Some regulated parties currently import food commodities that are not compliant with Canadian requirements, but subsequently bring them into compliance prior to being offered for sale. This practice is particularly used to correct a non-compliance related to product labelling and often on products for smaller market segments. Other food commodities, such as spices, are imported into Canada for further processing before sale to Canadians.
It is proposed that such food commodities would not be subject to regulatory requirements at the time of import if they are clearly labelled with, for example, "For further processing only, "Not for human consumption", "Not for sale in Canada".

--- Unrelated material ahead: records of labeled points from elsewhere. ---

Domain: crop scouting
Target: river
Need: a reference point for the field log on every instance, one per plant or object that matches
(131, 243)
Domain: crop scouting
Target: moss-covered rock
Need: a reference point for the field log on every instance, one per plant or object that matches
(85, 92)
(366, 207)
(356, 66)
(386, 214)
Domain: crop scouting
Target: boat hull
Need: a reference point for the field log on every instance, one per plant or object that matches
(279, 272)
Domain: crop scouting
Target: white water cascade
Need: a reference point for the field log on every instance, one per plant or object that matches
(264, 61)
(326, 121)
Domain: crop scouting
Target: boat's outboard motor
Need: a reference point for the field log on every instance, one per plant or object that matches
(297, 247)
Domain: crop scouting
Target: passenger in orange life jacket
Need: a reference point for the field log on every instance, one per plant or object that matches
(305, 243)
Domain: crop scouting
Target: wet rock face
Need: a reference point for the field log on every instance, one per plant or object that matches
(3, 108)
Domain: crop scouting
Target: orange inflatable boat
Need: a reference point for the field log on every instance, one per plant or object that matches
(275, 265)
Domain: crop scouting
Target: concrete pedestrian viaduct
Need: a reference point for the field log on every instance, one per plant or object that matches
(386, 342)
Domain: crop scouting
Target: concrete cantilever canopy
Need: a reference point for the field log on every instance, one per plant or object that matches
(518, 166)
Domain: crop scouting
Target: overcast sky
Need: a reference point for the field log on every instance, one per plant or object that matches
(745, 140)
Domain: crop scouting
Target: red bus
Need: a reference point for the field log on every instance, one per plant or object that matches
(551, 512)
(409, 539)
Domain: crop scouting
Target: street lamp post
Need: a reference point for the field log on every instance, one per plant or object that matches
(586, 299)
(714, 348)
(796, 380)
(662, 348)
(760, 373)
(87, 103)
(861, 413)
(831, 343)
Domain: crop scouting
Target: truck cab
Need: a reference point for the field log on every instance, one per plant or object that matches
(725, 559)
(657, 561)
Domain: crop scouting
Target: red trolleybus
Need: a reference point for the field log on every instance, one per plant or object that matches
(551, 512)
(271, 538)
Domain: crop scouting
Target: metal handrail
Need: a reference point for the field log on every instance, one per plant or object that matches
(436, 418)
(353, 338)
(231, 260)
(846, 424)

Currently in CAPA, FIA, and MIA, there are a number of situations where regulations do not apply to the import, export, or inter-provincial trade of a food commodity, including those solely for personal use (sometimes with commodity specific limits to amounts); items carried on any vessel, train, motor vehicle, aircraft or other means of transportation for use as food commodity for the crew or passengers; imported from the United States into the Akwesasne Reserve for use by an Akwesasne resident; part of an immigrant's or an emigrant's effects; being sent or conveyed from one federal penitentiary to another; to be used solely for scientific analysis, a trade show [national or international exhibition] or business-to-business market analysis, or food commodities not intended for human consumption.
Question 17: Do you think the situations outlined above where regulations would not apply to the import, export, or inter-provincial trade of a food commodity should be maintained? Are there any other situations you can envision where the regulations should not apply?
Question 18: Sometimes food commodities are imported into Canada solely for export to a third country, or "trans-shipped" through Canada, and are not offered for sale in Canada. In these cases, should these shipments be exempt from the application of the Act and the Regulations? Why or why not?